WHEREFORE, the Petition is DENIED and the assailed Decision AFFIRMED; however, the award of nominal damages is DELETED for lack of legal basis. Costs against petitioner.


Melo, (Chairman), Vitug, Gonzaga-Reyes, and Sandoval-Gutierrez, JJ., concur.

[1] Penned by Justice Ramon A. Barcelona with the concurrence of Justices Jesus M. Elbinias, Division chairman; and Maximiano C. Asuncion, member. By the time the assailed Resolution was promulgated, Justice Asuncion had died and had thus been replaced by Justice Jorge S. Imperial.

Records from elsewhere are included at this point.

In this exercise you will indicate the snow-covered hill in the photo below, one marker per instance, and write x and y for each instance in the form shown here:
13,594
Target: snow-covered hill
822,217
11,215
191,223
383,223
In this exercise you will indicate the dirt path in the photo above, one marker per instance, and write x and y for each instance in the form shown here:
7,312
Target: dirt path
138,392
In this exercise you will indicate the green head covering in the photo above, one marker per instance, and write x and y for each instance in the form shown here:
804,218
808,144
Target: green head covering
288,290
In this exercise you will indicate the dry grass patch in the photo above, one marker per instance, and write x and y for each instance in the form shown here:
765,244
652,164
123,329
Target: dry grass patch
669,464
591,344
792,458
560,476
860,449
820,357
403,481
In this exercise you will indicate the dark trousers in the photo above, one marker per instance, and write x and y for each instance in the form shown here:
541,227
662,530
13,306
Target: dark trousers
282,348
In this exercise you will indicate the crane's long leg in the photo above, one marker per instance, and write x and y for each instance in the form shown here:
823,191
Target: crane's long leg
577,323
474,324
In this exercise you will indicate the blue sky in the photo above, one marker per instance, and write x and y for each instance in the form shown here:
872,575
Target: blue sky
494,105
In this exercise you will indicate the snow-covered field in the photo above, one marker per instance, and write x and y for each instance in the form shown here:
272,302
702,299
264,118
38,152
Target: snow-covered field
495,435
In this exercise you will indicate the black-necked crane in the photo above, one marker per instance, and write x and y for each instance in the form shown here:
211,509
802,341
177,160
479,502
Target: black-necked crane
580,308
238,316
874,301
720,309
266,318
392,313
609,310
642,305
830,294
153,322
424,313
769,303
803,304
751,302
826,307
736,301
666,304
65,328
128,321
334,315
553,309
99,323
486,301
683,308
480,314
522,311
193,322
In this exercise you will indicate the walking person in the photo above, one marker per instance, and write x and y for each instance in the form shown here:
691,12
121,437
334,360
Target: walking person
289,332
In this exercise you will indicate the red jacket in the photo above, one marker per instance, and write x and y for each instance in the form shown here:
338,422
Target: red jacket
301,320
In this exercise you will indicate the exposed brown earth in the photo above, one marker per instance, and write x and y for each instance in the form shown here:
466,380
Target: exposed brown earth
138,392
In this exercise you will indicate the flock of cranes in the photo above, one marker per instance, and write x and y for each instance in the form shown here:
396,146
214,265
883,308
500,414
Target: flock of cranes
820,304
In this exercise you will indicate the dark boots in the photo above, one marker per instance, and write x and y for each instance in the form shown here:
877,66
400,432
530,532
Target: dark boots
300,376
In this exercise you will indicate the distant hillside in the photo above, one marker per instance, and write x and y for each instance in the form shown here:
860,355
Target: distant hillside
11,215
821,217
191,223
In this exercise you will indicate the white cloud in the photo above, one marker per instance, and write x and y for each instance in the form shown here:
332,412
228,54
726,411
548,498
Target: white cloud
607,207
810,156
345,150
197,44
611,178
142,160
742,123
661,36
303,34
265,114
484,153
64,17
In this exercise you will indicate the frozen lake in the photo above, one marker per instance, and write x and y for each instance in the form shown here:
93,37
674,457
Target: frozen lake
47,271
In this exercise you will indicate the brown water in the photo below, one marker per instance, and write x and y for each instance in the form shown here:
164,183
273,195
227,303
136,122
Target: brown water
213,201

[2] CA Decision, p. 10; rollo, p. 55.

[3] Rollo, p. 44.

[4] CA Decision, pp. 1-5; rollo, pp. 46-50.

[5] The Arbitral Tribunal was composed of Joven B. Joaquin, chairman; Atty. Alfredo F. Tadiar and Engr. Loreto C. Aquino, members.

[6] This case was deemed submitted for decision upon this Court’s receipt on October 21, 1999, of the Memorandum filed and personally signed by Respondent Nelia Cid; Vicente, her husband, had died in the meantime. The Memorandum for petitioner was signed by Atty. Pericles C. Consunji of Ponce Enrile Reyes & Manalastas, while the Memorandum for Public Respondent was signed by Assistant Solicitor General Carlos N. Ortega and Solicitor Geraldine C. Fiel-Macaraig.

[7] Rollo, pp. 155-156.

[8] “SECTION 4. Jurisdiction – The CIAC shall have original and exclusive jurisdiction over disputes arising from, or connected with, contracts entered into by parties involved in construction in the Philippines, whether the dispute arises before or after the completion of the contract, or after the abandonment or breach thereof. These disputes may involve government or private contracts. For the Board to acquire jurisdiction, the parties to a dispute must agree to submit the same to voluntary arbitration.

“The jurisdiction of the CIAC may include but is not limited to violation of specifications for materials and workmanship; violation of the terms of agreement; interpretation and/or application of contractual provisions; amount of damages and penalties; commencement time and delays; maintenance and defects; payment; default of employer or contractor and changes in contract cost.

“Excluded from the coverage of this law are disputes arising from employer-employee relationships which shall continue to be covered by the Labor Code of the Philippines.” (EO 1008)

[9] Annex “C”; CA rollo for GR SP No. 39781, p. 29.

[10] Annex “F”; CA rollo for GR SP No. 39781, pp. 188-203.

[11] See Spouses Benitez v. Court of Appeals, 266 SCRA 242, January 16, 1997.

[12] Camara v. Court of Appeals, 310 SCRA 608, 618, July 20, 1999; Delos Reyes v. Court of Appeals, 285 SCRA 81, 85, January 27, 1998; Leberman Realty Corporation v. Typingco, 293 SCRA 316, 327, July 29, 1998.

[13] Baluyot v. Court of Appeals, 311 SCRA 29, 45, July 22, 1999; Vergara v. Court of Appeals, 319 SCRA 323, 327, November 26, 1999; Leberman v. Typinco, ibid., p. 328.

[14] CIAC Decision dated September 24, 1996; CA rollo for GR SP No. 42443, p. 42.

[15] Villaflor v. Court of Appeals, 280 SCRA 297, 330, October 9, 1997; Philippine Merchant Marine School, Inc. v. Court of Appeals, 244 SCRA 770, 785, June 2, 1995; COCOFED v. Trajano, 241 SCRA 262, 268, February 15, 1995.

[16] Villaflor v. CA, ibid.; De Ysasi III v. National Labor Relations Commission, 231 SCRA 173, 185, March 11, 1994.

[17] Chung Fu Industries (Phils.), Inc. v. Court of Appeals, 206 SCRA 545, 556, February 25, 1992.

[18] CA rollo for GR SP No. 39781, p. 195.

[19] Ibid., pp. 118-120.

[20] CA rollo for GR SP No. 42443, p. 36.

[21] Rollo, p. 198.

[22] Respondent Nelia Cid’s Explanation; rollo, pp. 184-186.

[23] Go v. Intermediate Appellate Court, 197 SCRA 22, 28-29, May 13, 1991; Ventanilla v. Centeno, 1 SCRA 215, 220, January 28, 1961; Robes-Francisco Realty v. Court of First Instance, 86 SCRA 59, 65-66, October 30, 1978.